Industrial quality control

Industrial Quality Control uses scientific techniques and modern methods to determine product and service capabilities, to enable an organization to economically provide a product or service suitable for its intended purpose. The objective of a good quality-control program is to enable all people and machines concerned to do their jobs right the first time and to provide assurance to the customer that this has been done.

Industrial quality control is one of the most common areas of use of machine vision cameras. Our cameras offer superior performance and image quality. On board image processing can make a difference where every millisecond counts.

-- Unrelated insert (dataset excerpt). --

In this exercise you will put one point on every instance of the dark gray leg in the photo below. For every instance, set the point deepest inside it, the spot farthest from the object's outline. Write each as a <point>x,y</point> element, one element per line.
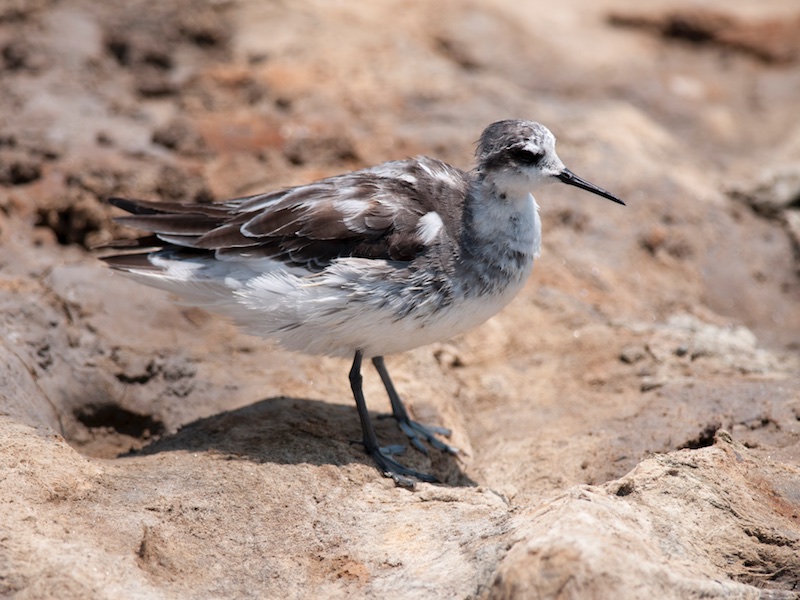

• inspection for defects, cracks or surface blemishes,
• size and colour inspection,
• component positioning inspection,
• product quality inspection,
• dimensional accuracy verification,
• pick & place applications,
• automated filling lines control,
• sorting of products,
• fill level inspection,
• control of bottle cap placement,
• foreign objects inspection,
• package integrity,
• label inspection,
• control of processes,
• part detection,
• verifying security features of the carton,
• safe monitoring of machine doors,
• reading and verifying 2D serialization code,
• verifying of the package leaflet presence,
• and many more.

Did you know that…… an FPGA-based camera can save you money as well?

Implementing new features and responding to changing market requirements by using FPGAs is easy. Because processors are implemented as soft-hardware, board redesigns are not necessary. The ability to update firmware over Ethernet or USB is a common feature in today's FPGA systems. Upgrading such a vision system is simple and minimizes time-to-market and thus minimizes costs of application. When an application needs to be moved to high-volume production due to reducing production costs, it is easy to migrate from FPGA to ASIC in a matter of weeks and thus even further reduce production costs in a very short time.

In an FPGA-based camera all of the abovementioned very much counts as well. But the benefits of such a system in image processing also means the possibility of image processing inside the camera itself. That also results in reducing data transmission costs. Where there is a need for high-resolution and high-speed, in combination with demands for real-time reaction, FPGAs are the best solution.

Furthermore on an FPGA-based camera two major bottlenecks are avoided at the same time. There is no longer any problem with the transmission of data to the host computer, nor is there is a problem with real-time processing ability of the host PC. Several different machine vision tasks can be implemented in the FPGA of such cameras. From pixel-processing pipelines which include look-up tables, to 1D, 2D and 3D filtering, image statistics cores, such as auto-exposure, auto-gain, auto-white-balance etc., and at last, but not least, a higher level processing of data remainder with the soft CPU. This means that an FPGA-based camera can operate as autonomous device, doing everything that complex machine vision systems do. It can even do object recognition and character recognition by itself.